Thursday, May 20, 2010

Scalable concurrent deterministic event processing via lazy topological sorting

Quite often in designing software you come across the case where you have a stream of events or messages and you have to correlate them to update a set of entities (distinctive state objects). In a financial system, you might have a stream of transaction events (not to be confused with transactions in the consistent/concurrent data sense) that are used to update multiple accounts (i.e. transfer money from one account to another) and in a video game you might have a set of things that happened (collisions, triggered events, timers, events from entities) that cause entities to be updated (rocket hits player, rocket explodes, player dies). Of course, in an MMORPG with a full economy system, you might have all of the above!

In general, processing events in a deterministic order per entity is also an important feature of these systems. In the case of a bank, it's usually illegal to process transactions out of order, because if I transferred money into an account and then paid a bill, I wouldn't want to end up in overdraw.
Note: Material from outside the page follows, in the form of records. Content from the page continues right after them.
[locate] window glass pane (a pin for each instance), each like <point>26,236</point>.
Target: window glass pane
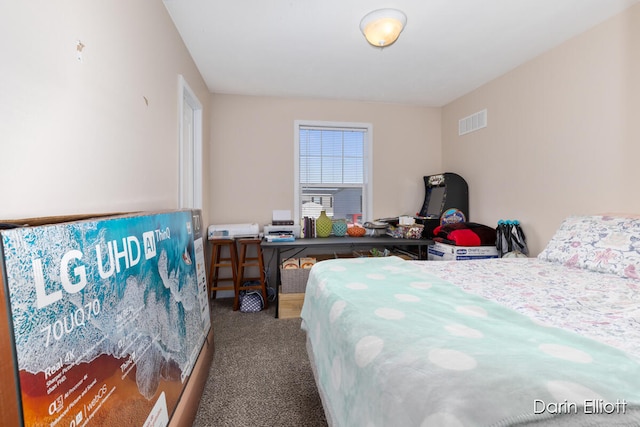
<point>332,169</point>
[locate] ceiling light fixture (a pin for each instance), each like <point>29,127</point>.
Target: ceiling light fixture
<point>382,27</point>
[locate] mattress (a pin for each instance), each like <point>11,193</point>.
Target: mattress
<point>474,343</point>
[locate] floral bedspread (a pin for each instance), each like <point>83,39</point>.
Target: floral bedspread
<point>604,307</point>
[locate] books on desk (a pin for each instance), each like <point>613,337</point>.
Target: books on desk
<point>279,238</point>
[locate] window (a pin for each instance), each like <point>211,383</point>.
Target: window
<point>333,163</point>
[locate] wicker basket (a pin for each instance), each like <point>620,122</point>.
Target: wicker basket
<point>294,280</point>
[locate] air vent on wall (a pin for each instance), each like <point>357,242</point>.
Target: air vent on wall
<point>473,122</point>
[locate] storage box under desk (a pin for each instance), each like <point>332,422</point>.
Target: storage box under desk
<point>290,305</point>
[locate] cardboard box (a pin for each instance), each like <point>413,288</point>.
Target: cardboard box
<point>291,263</point>
<point>106,315</point>
<point>290,305</point>
<point>307,262</point>
<point>294,280</point>
<point>445,252</point>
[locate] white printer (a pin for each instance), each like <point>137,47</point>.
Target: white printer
<point>233,231</point>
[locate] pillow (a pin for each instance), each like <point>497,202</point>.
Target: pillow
<point>608,244</point>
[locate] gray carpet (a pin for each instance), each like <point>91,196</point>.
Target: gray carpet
<point>260,374</point>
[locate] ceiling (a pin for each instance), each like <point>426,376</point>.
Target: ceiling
<point>314,49</point>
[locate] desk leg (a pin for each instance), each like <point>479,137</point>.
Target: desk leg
<point>278,262</point>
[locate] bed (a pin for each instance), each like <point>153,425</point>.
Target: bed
<point>551,340</point>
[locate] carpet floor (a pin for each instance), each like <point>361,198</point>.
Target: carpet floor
<point>260,374</point>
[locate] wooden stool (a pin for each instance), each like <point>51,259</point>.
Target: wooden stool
<point>246,261</point>
<point>219,261</point>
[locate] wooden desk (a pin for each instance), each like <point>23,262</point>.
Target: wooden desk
<point>341,243</point>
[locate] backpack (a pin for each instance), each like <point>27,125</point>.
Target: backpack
<point>251,301</point>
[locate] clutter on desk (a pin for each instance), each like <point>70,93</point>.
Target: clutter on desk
<point>233,231</point>
<point>465,234</point>
<point>281,217</point>
<point>375,228</point>
<point>356,231</point>
<point>280,237</point>
<point>303,262</point>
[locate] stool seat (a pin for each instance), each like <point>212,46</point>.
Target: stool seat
<point>246,261</point>
<point>218,261</point>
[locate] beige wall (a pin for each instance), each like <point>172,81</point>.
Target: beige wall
<point>79,137</point>
<point>252,153</point>
<point>562,135</point>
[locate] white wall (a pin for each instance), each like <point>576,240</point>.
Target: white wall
<point>562,135</point>
<point>97,135</point>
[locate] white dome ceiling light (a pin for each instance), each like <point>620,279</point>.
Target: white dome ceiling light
<point>382,27</point>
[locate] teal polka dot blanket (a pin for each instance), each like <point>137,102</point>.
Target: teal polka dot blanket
<point>395,345</point>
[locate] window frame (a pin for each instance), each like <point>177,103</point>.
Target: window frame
<point>367,202</point>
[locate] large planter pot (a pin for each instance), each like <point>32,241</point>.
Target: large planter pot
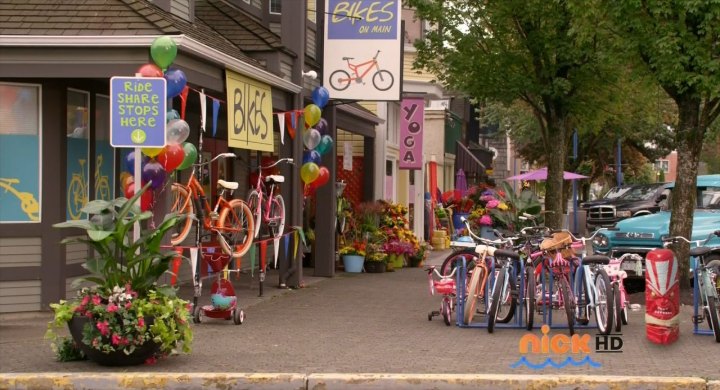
<point>353,263</point>
<point>375,267</point>
<point>117,358</point>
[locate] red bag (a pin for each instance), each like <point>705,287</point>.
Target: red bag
<point>662,297</point>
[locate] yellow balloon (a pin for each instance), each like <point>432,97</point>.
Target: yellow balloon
<point>312,114</point>
<point>151,152</point>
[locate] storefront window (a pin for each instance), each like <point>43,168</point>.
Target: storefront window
<point>20,153</point>
<point>78,110</point>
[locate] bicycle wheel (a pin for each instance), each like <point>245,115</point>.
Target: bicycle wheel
<point>340,80</point>
<point>618,307</point>
<point>254,205</point>
<point>604,305</point>
<point>455,259</point>
<point>181,204</point>
<point>473,292</point>
<point>529,297</point>
<point>236,226</point>
<point>568,299</point>
<point>498,291</point>
<point>383,80</point>
<point>277,216</point>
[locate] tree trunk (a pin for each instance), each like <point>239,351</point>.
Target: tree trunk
<point>688,139</point>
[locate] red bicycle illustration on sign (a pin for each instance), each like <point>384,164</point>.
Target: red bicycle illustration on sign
<point>382,79</point>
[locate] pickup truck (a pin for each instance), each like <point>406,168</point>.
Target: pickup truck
<point>636,200</point>
<point>644,233</point>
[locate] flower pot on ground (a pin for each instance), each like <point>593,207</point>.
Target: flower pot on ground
<point>124,295</point>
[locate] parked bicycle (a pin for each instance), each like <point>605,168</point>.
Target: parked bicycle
<point>230,221</point>
<point>707,281</point>
<point>382,79</point>
<point>267,206</point>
For a game it may be important for reproducibility, which can be very important for debugging and keeping state in sync across a network for multi-player.

Doing this as a completely serial process is straightforward and easy. However, doing it concurrently can be quite a tricky problem, one that can be very hard to solve with fine grained locking. Interestingly enough, a simple traditional transactional system (as implemented in an RDBMS or Software Transactional Memory) alone isn't quite enough to handle the problem of deterministic ordering as transactions themselves will need to be processed in a deterministic order, which brings it back to a fully serial problem!

What we need is a lazily processed topological sort for events, where events are processed in dependent order and dependencies are implicit based on what entities must be consistent at the time each event is processed and the order the events arrive in. That sounds like quite a big problem to solve, especially with concurrency in the mix!

It turns out however that there is a solution, as long as you know what entities need to be processed for an event ahead of it being processed. Firstly, the system involves two processes running concurrently; the inherently serial event ordering (which may be split into two concurrent sub-processes) and the event processing, where multiple events can potentially be processed concurrently. I say "potentially" because in the worst case, every event involves the same entity, forcing serial processing.

Secondly, it turns out that once we have the system in place, we don't need a transaction system for consistency as with this solution each event is guaranteed to be processed consistently. This is good, because it means less overhead overall.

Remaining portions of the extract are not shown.